# Technical manual update



## Micdrow (Sep 27, 2006)

Hi all,

Well as you can see there where a few more updates since last manual update that I had written.

Couple of things happening.

Projects Im currently working on
Converting the Do-217 to pdf format for easier use
B-25 manual
TB-3 manual
Fw-44 manual

My private message email box has been busy with request's. I have one request. Please ask for them here in the public form. That way there are no repeats and every one knows what people are looking for. I am running out of manuals fast along with web sites with manuals. If you know where a manual is and are a afraid to post it. Let some one know here for Im sure some one will post it or I will. *I will continue to post manuals till the monitors of the web page say no more or I run out. Which ever is first and as long as there are no complaints.* I do this as a hobby and want no controversy. 

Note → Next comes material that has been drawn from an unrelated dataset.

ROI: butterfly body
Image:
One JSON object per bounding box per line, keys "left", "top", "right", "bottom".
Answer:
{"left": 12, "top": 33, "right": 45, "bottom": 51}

Manuals currently looking for from requests and myself.

Bf-110
Fw-190D-9
He-111
P-51D Mustang
B-24 Liberator
Junkers Ju 52
B-29
PZ 11
Ju-86
Heinkel He 219
PBY 

If not in list above then please post a reply I never know what I will find next or what some one else might find.

Last but not least I have one question for FlyboyJ. Are you tired of manuals yet?????

Enjoy Micdrow


----------



## FLYBOYJ (Sep 28, 2006)

No way, keep it coming my friend. The rate we're going I wouldn't be surprised to see a UFO flight manual posted here!!!


----------